Silvia Ferabolli - Repetir o que já foi dito é sempre mais fácil do que propor algo novo. Propor algo diferente vai te levar a fazer um movimento a que todos estão pouco dispostos, que é pensar, refletir, estudar. Acho que acabando - e isso é uma coisa que vai acontecer - a grande mídia, que se chamava de Quarto Poder, está desaparecendo. A gente está vendo emissoras saindo do ar, jornais demitindo, fechando as portas. Essa descentralização da mídia vai possibilitar que a mídia alternativa bata de frente com esses barões do establishment midiático e talvez, aí sim, haja esperança para superar a ignorância que reina no Brasil e na maior parte do mundo sobre o Mundo Árabe islâmico.

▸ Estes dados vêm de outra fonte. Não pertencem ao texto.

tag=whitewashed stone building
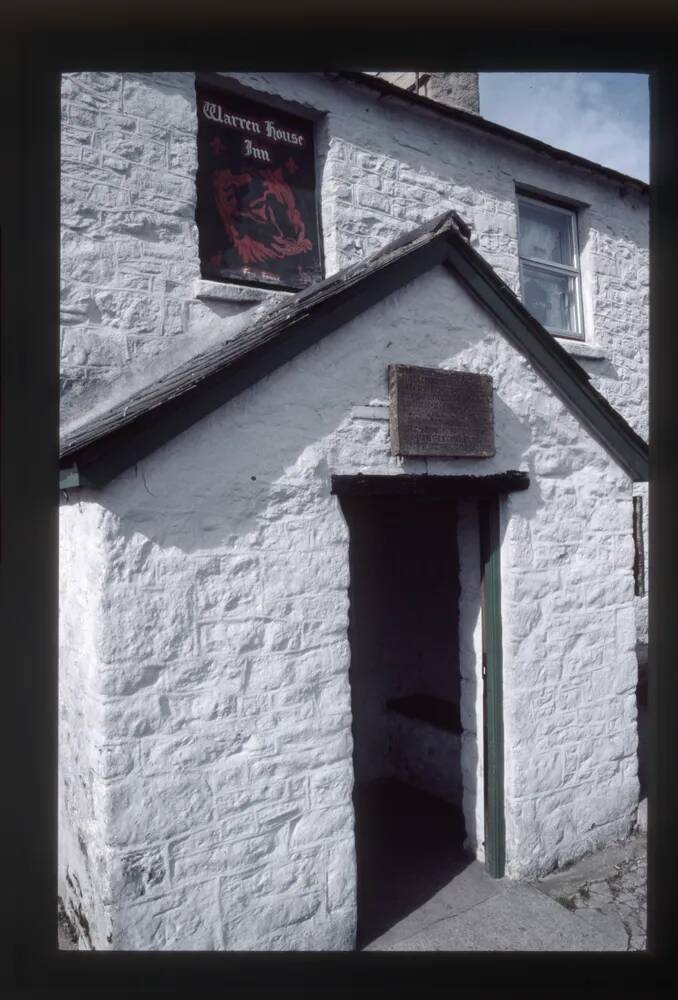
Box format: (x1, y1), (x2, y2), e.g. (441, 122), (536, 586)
(59, 73), (648, 950)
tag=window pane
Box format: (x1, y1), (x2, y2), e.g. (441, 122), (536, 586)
(523, 264), (578, 333)
(519, 201), (574, 267)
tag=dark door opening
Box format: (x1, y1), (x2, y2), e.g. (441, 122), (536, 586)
(342, 495), (471, 948)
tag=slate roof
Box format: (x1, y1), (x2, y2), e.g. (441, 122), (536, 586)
(60, 212), (648, 487)
(338, 70), (650, 193)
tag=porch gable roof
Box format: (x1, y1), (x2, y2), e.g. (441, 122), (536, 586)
(60, 212), (648, 488)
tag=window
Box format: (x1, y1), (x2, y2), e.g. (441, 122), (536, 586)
(518, 195), (584, 340)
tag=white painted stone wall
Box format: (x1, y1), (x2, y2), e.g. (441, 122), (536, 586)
(61, 73), (649, 436)
(61, 269), (638, 950)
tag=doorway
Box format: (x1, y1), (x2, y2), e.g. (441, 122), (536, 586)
(341, 494), (471, 948)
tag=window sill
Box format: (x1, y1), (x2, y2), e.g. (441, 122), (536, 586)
(553, 337), (607, 361)
(193, 278), (293, 303)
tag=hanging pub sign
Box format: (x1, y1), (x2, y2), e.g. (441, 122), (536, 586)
(196, 80), (322, 289)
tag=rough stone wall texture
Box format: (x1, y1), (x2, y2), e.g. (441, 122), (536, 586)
(375, 72), (480, 114)
(62, 73), (649, 436)
(61, 269), (638, 950)
(58, 504), (116, 948)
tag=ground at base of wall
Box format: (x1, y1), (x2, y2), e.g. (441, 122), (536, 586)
(58, 832), (647, 952)
(364, 833), (647, 952)
(533, 833), (647, 951)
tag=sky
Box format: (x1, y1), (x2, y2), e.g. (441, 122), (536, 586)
(480, 73), (650, 181)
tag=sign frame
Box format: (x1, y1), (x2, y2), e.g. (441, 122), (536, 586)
(195, 72), (325, 292)
(388, 364), (495, 458)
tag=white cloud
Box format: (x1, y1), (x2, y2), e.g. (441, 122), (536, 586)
(480, 73), (649, 180)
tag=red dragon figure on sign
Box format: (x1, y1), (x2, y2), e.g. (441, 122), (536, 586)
(213, 167), (312, 264)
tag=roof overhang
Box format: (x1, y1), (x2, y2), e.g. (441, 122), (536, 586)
(60, 212), (648, 488)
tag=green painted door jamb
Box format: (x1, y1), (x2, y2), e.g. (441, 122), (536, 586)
(479, 495), (506, 878)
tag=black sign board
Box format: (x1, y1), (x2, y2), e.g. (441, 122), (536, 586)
(388, 365), (494, 458)
(196, 80), (322, 289)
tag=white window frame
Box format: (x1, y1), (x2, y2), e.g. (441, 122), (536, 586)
(516, 192), (586, 340)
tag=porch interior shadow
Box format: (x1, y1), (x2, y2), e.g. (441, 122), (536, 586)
(341, 496), (472, 948)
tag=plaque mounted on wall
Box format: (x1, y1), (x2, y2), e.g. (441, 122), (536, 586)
(196, 78), (323, 290)
(388, 365), (494, 458)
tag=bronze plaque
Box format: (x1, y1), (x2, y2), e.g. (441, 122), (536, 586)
(388, 365), (494, 458)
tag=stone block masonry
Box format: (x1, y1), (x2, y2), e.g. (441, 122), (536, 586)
(61, 73), (649, 436)
(60, 268), (638, 950)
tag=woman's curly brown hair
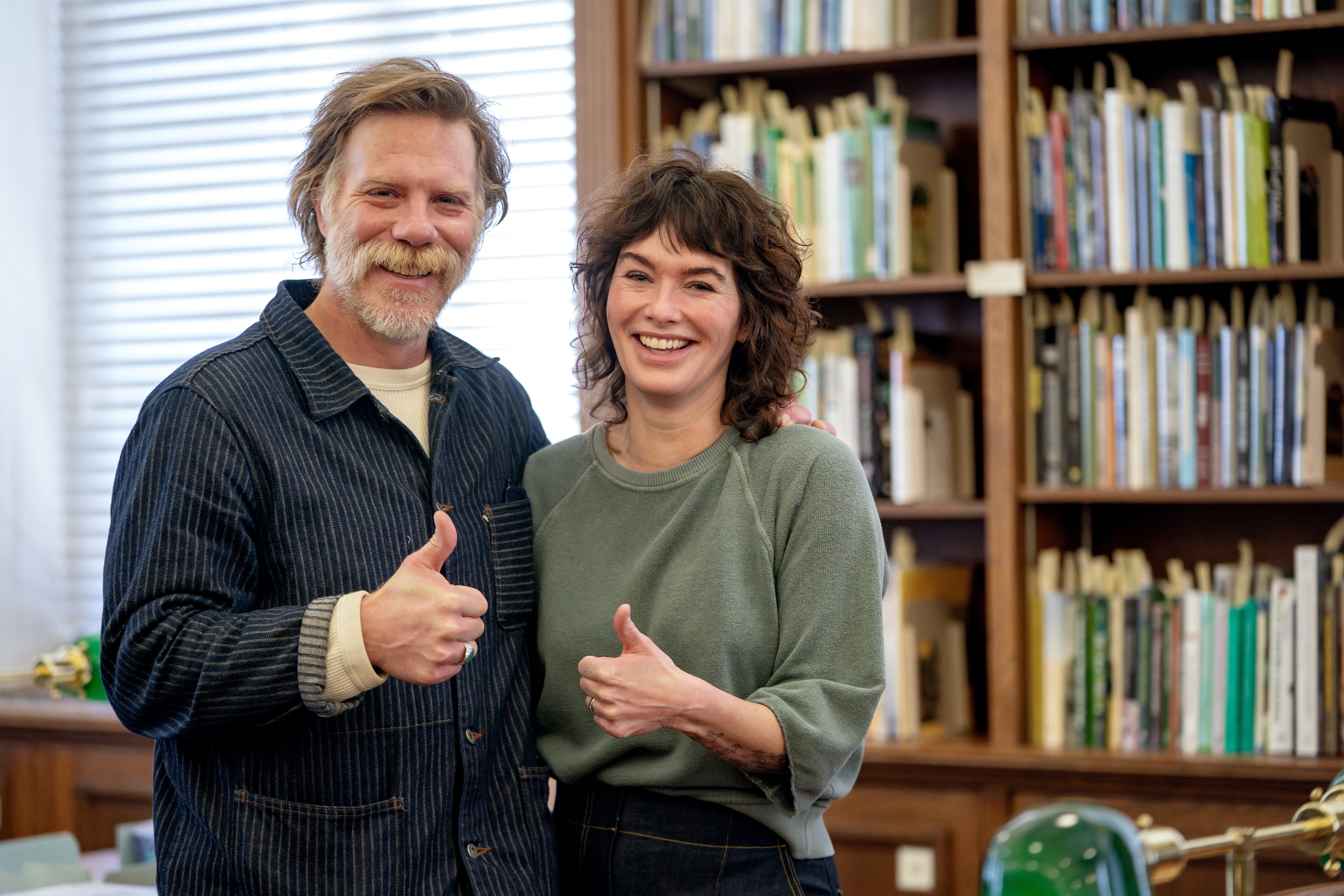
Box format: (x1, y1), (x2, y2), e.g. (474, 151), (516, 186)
(573, 153), (820, 441)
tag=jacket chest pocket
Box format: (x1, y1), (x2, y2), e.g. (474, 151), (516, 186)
(485, 489), (536, 629)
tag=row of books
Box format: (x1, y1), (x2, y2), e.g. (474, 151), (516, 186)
(658, 74), (960, 283)
(641, 0), (957, 65)
(798, 309), (976, 504)
(1028, 537), (1344, 756)
(1021, 0), (1335, 34)
(1021, 51), (1344, 271)
(1023, 283), (1344, 489)
(868, 528), (984, 741)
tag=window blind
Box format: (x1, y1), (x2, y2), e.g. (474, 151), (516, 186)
(62, 0), (578, 631)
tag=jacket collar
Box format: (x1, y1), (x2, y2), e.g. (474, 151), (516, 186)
(261, 279), (499, 420)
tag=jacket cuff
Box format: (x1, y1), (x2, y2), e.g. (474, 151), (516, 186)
(298, 595), (363, 719)
(323, 591), (387, 703)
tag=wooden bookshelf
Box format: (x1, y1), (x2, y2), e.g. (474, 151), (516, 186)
(1027, 263), (1344, 289)
(1017, 485), (1344, 505)
(878, 498), (985, 520)
(575, 0), (1344, 896)
(640, 38), (980, 81)
(1012, 12), (1344, 52)
(804, 274), (966, 298)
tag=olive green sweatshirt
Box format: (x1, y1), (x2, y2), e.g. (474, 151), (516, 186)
(523, 426), (887, 858)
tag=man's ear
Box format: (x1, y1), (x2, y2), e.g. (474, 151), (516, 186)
(309, 177), (327, 239)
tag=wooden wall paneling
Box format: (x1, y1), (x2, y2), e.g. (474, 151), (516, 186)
(977, 0), (1025, 746)
(574, 0), (643, 205)
(827, 786), (987, 896)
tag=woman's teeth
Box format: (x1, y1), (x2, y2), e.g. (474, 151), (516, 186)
(640, 336), (691, 352)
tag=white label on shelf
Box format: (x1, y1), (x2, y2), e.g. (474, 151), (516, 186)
(966, 258), (1027, 298)
(897, 846), (934, 893)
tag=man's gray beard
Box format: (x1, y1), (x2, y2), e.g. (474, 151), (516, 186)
(324, 231), (476, 343)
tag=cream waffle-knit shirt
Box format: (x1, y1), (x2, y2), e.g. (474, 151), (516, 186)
(323, 353), (431, 701)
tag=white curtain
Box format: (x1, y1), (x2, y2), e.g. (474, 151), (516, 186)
(0, 0), (78, 668)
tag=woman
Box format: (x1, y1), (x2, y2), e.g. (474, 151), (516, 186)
(524, 156), (887, 893)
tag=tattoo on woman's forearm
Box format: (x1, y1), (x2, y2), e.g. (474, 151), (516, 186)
(691, 729), (789, 775)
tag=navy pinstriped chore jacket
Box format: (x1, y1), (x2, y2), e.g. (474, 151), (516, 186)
(102, 281), (555, 896)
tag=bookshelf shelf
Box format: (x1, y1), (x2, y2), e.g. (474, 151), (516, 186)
(1012, 12), (1344, 52)
(804, 274), (968, 298)
(1017, 485), (1344, 505)
(1027, 263), (1344, 289)
(878, 498), (985, 520)
(640, 38), (980, 79)
(863, 740), (1341, 779)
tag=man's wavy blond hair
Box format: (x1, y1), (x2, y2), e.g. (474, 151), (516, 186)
(289, 56), (509, 274)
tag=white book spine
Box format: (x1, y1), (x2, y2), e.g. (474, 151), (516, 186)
(1250, 326), (1265, 485)
(1293, 544), (1321, 756)
(1208, 594), (1231, 756)
(1291, 324), (1310, 485)
(1176, 329), (1199, 489)
(1232, 112), (1251, 267)
(1117, 306), (1148, 489)
(888, 165), (910, 277)
(1215, 326), (1236, 489)
(1163, 99), (1189, 270)
(1102, 87), (1129, 273)
(1153, 329), (1176, 489)
(1218, 112), (1246, 267)
(1180, 591), (1204, 756)
(821, 130), (848, 283)
(1267, 579), (1297, 756)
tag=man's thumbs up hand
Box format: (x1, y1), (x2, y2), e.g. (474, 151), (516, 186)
(579, 603), (706, 738)
(359, 511), (488, 685)
(402, 511), (457, 582)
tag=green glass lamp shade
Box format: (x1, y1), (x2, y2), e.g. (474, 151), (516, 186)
(980, 803), (1152, 896)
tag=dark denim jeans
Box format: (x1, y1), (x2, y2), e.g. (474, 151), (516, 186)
(555, 779), (840, 896)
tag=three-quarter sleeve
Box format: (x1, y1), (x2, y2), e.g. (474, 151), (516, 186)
(747, 441), (888, 815)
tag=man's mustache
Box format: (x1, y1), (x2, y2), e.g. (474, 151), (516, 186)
(354, 240), (462, 279)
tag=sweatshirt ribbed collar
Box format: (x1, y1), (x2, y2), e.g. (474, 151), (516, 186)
(589, 425), (742, 489)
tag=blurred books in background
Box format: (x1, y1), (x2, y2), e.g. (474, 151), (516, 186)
(1020, 51), (1344, 271)
(1027, 524), (1344, 756)
(798, 306), (976, 504)
(655, 74), (960, 285)
(1023, 283), (1344, 489)
(640, 0), (957, 65)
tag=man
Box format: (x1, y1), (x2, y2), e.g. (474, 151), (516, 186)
(103, 59), (559, 896)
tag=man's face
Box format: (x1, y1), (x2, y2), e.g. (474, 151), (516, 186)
(317, 114), (482, 343)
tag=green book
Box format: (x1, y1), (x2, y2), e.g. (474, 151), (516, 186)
(1223, 607), (1243, 756)
(1066, 595), (1091, 747)
(1134, 591), (1157, 750)
(1238, 599), (1259, 752)
(1087, 598), (1110, 747)
(844, 122), (875, 279)
(1242, 113), (1269, 267)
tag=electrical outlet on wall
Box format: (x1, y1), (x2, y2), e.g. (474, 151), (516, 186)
(897, 846), (937, 893)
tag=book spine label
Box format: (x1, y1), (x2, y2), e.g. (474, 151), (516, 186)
(1195, 333), (1212, 489)
(1293, 545), (1321, 756)
(1236, 330), (1251, 485)
(1176, 328), (1199, 489)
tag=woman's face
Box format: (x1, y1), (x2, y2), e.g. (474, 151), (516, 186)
(606, 234), (746, 412)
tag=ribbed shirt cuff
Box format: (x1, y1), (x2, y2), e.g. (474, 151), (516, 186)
(323, 591), (387, 703)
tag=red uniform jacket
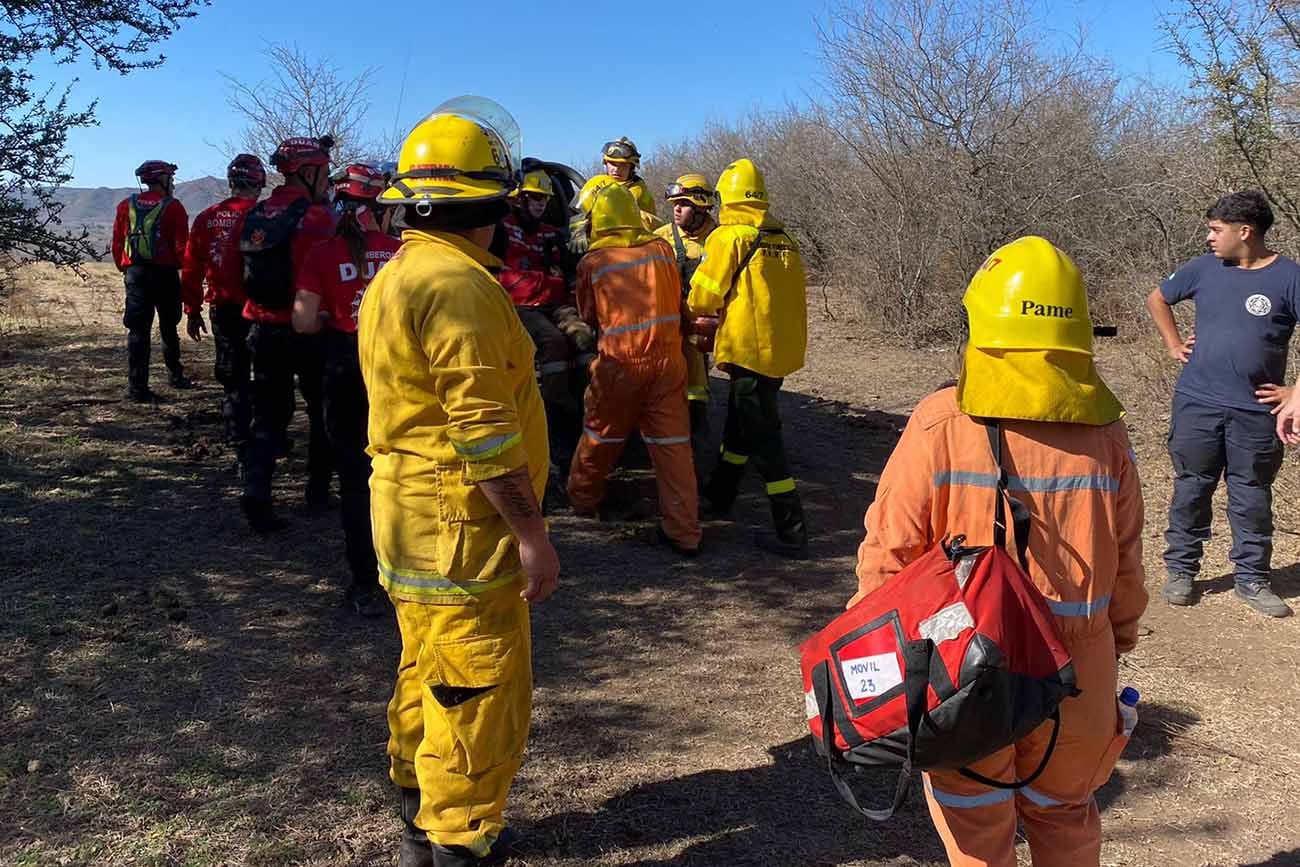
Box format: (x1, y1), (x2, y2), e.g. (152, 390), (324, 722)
(244, 185), (334, 325)
(113, 192), (190, 270)
(181, 196), (256, 313)
(499, 213), (573, 307)
(295, 231), (402, 334)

ICArabe - Quais são, em sua opinião, as áreas/segmentos de maior potencial para estreitar ainda mais as relações entre o Brasil e os países árabes?
Silvia Ferabolli - Acho que existe um potencial na área energética, toda a questão da descoberta do Pré-sal e o Brasil se tornando um gigante na produção de hidrocarbonetos. Nós somos grandes, não só exportadores de commodities, mas também podemos transferir tecnologia para alguns países árabes. Também parece que podemos transferir dois tipos de tecnologia, que às vezes parece que não levamos em consideração: tecnologia social, acho que nosso modelo de bem-estar social, alicerçado no Bolsa Família, é um modelo que, por exemplo, a Índia já busca copiar e mandou diversas delegações ao Brasil para isso. Acho que podíamos transferir esse pequeno arremedo. O Brasil é uma democracia muito recente, tivemos pouco tempo na História. Temos mantido desde 1985 essa democracia e podemos transferir essa manutenção. Quando você fala de trocas, as relações não precisam se dar no nível estritamente comercial-cultural, podem dar em um outro nível, também tecnologia social e política, que nós devemos aprender com o outro lado. O Brasil não deve e não pode se colocar na posição de ter algo para ensinar. Somos iguais.
ICArabe - É um intercâmbio?
Silvia Ferabolli - Exatamente, intercâmbio entre iguais. É a grande palavra que deveria nortear a política externa com o Mundo Árabe: igualdade.